By Jon Hofferman and Dan Sarto | Tuesday, January 28, 2020 at 11:29am
In 3D, Awards, CG, Films, People, Virtual Reality, Visual Effects | ANIMATIONWorld | Geographic Region: All
Oscar and Annie Award-nominated ‘How to Train Your Dragon: The Hidden World,’ the final chapter in DreamWorks Animation’s epic animated feature trilogy, written and directed by Dean DeBlois. Images © 2019 DreamWorks Animation LLC. All Rights Reserved.
At this point, neither the How to Train Your Dragon animated feature film franchise, nor its longtime writer-director Dean DeBlois, needs much of an introduction. The epic adventure series, which debuted in 2010, has been both commercially successful and critically acclaimed, with the first two installments garnering an immense number of Annie Award nominations and wins, as well as being Oscar, BAFTA and Golden Globe nominees for Best Animated Feature. (How to Train Your Dragon 2 won the Golden Globe in that category in 2015.)

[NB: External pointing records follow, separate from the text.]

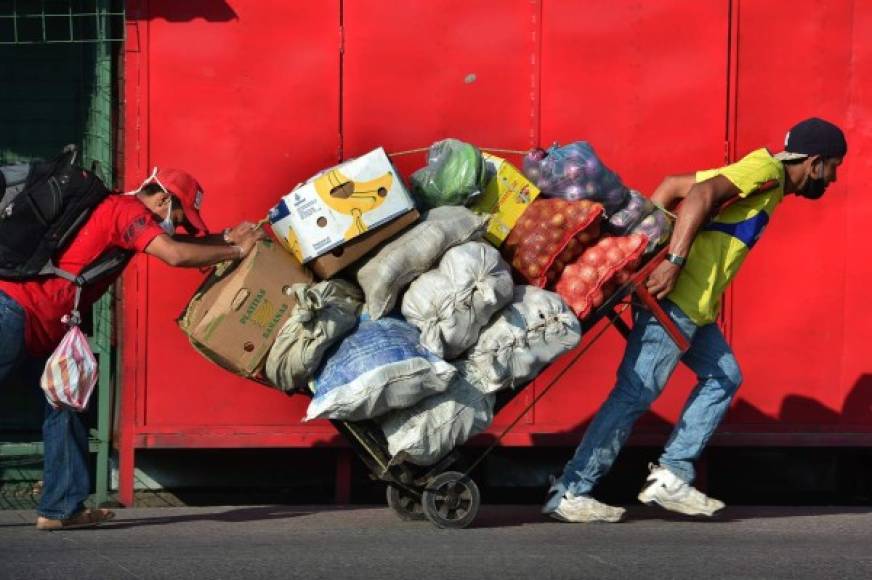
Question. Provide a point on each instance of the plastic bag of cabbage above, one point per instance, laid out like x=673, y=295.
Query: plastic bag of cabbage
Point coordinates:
x=325, y=312
x=657, y=225
x=574, y=172
x=387, y=273
x=427, y=432
x=451, y=304
x=636, y=209
x=536, y=328
x=455, y=174
x=379, y=367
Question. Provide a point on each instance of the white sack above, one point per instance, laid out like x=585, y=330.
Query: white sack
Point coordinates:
x=325, y=312
x=427, y=432
x=450, y=305
x=393, y=267
x=536, y=328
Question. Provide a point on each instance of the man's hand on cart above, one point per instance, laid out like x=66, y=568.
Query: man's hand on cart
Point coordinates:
x=662, y=280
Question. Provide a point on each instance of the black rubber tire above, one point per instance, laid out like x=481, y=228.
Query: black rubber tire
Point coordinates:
x=451, y=500
x=406, y=506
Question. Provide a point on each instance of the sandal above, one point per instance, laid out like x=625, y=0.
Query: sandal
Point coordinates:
x=84, y=519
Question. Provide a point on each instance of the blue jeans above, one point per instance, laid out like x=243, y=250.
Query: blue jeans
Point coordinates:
x=66, y=479
x=649, y=361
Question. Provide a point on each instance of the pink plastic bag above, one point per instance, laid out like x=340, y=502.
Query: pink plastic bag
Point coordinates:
x=70, y=372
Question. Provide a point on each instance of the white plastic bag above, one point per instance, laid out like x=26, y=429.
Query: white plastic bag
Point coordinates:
x=450, y=305
x=427, y=432
x=70, y=372
x=381, y=366
x=324, y=313
x=394, y=266
x=536, y=328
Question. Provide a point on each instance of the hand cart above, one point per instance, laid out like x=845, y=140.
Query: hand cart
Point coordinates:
x=448, y=497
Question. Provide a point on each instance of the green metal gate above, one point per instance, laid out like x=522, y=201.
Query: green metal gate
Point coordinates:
x=59, y=85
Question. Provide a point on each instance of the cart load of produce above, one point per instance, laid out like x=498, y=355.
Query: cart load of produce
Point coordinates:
x=550, y=234
x=455, y=174
x=325, y=312
x=535, y=329
x=379, y=367
x=584, y=283
x=392, y=268
x=451, y=303
x=574, y=172
x=428, y=431
x=374, y=340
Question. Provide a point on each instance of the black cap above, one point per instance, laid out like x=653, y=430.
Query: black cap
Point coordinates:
x=814, y=137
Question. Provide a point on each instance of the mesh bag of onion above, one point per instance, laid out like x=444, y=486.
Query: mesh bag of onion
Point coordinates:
x=589, y=280
x=550, y=234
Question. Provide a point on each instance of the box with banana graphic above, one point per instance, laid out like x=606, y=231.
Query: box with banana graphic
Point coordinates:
x=340, y=204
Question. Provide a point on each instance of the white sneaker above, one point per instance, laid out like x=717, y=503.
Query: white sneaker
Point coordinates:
x=665, y=489
x=567, y=507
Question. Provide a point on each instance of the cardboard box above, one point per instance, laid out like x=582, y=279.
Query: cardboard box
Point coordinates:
x=506, y=197
x=337, y=259
x=339, y=205
x=235, y=316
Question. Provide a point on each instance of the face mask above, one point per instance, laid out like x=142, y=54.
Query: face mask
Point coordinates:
x=814, y=186
x=167, y=224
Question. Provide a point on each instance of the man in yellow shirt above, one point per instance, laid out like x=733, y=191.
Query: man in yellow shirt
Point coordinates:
x=705, y=253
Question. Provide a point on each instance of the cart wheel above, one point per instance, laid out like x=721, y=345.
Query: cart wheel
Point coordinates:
x=406, y=506
x=451, y=500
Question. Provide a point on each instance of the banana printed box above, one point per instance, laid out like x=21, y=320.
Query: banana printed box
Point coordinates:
x=340, y=204
x=234, y=317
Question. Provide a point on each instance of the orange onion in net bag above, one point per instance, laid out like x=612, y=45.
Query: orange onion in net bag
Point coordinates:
x=588, y=281
x=550, y=234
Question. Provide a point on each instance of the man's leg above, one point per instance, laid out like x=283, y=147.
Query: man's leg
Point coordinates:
x=649, y=360
x=669, y=484
x=66, y=481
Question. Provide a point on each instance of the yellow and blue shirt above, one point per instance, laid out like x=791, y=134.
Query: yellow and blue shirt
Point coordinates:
x=721, y=246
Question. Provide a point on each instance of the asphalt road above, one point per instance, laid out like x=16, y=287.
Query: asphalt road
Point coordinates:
x=505, y=542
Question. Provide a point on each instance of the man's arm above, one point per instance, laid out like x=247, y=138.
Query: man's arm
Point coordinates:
x=672, y=190
x=234, y=235
x=701, y=202
x=187, y=255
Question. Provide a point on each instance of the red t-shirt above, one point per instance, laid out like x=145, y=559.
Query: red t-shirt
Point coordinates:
x=118, y=221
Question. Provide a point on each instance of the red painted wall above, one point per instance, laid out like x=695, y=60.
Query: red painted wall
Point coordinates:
x=253, y=97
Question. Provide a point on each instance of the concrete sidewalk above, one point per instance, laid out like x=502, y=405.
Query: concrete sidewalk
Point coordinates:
x=506, y=542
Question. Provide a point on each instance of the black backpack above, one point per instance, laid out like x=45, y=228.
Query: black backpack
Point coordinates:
x=43, y=206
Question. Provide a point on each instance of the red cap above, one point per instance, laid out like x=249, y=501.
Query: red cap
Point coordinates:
x=183, y=185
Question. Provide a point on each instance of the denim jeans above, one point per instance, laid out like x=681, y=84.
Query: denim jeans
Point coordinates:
x=66, y=479
x=649, y=360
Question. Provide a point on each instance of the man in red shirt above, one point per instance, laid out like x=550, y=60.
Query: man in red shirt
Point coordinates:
x=31, y=311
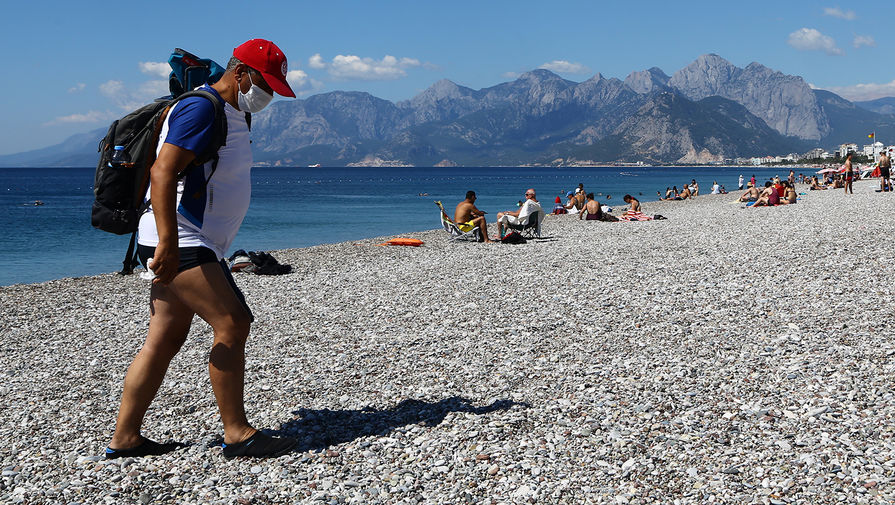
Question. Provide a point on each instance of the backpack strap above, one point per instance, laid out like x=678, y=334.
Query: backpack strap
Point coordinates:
x=218, y=140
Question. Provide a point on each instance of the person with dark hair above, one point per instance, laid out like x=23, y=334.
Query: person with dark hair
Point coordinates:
x=527, y=208
x=182, y=241
x=885, y=166
x=467, y=216
x=768, y=197
x=789, y=194
x=849, y=175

This time is no different: How to Train Your Dragon: The Hidden World has been nominated for an Academy Award and eight Annie Awards, including Best Animated Feature, and has won accolades from the National Board of Review, the Society of Voice Arts & Sciences, and the Hollywood Music in Media Awards, among others. Produced by Brad Lewis and Bonnie Arnold, The Hidden World delivers a heartwarming message about overcoming intolerance wrapped inside a tale about growing up, facing the unknown, and learning to let go. It also answers the burning question of what happened to the dragons that once populated the earth and lived in cooperation with humans.
So, as awards season rounds into the home stretch, and DeBlois faces his third round of Dragon-mania, it seemed like a good time to talk with him about this reptilian saga that’s become such a central part of his life.
AWN: In a presentation that you gave at the VIEW conference in October, you said that in general, you’re not very enthusiastic about sequels because, if you've done a good job, your story is told, and a follow-up can feel like an unnecessary add-on. What about How to Train Your Dragon made you feel that it provided an opportunity to do sequels the way they should be done?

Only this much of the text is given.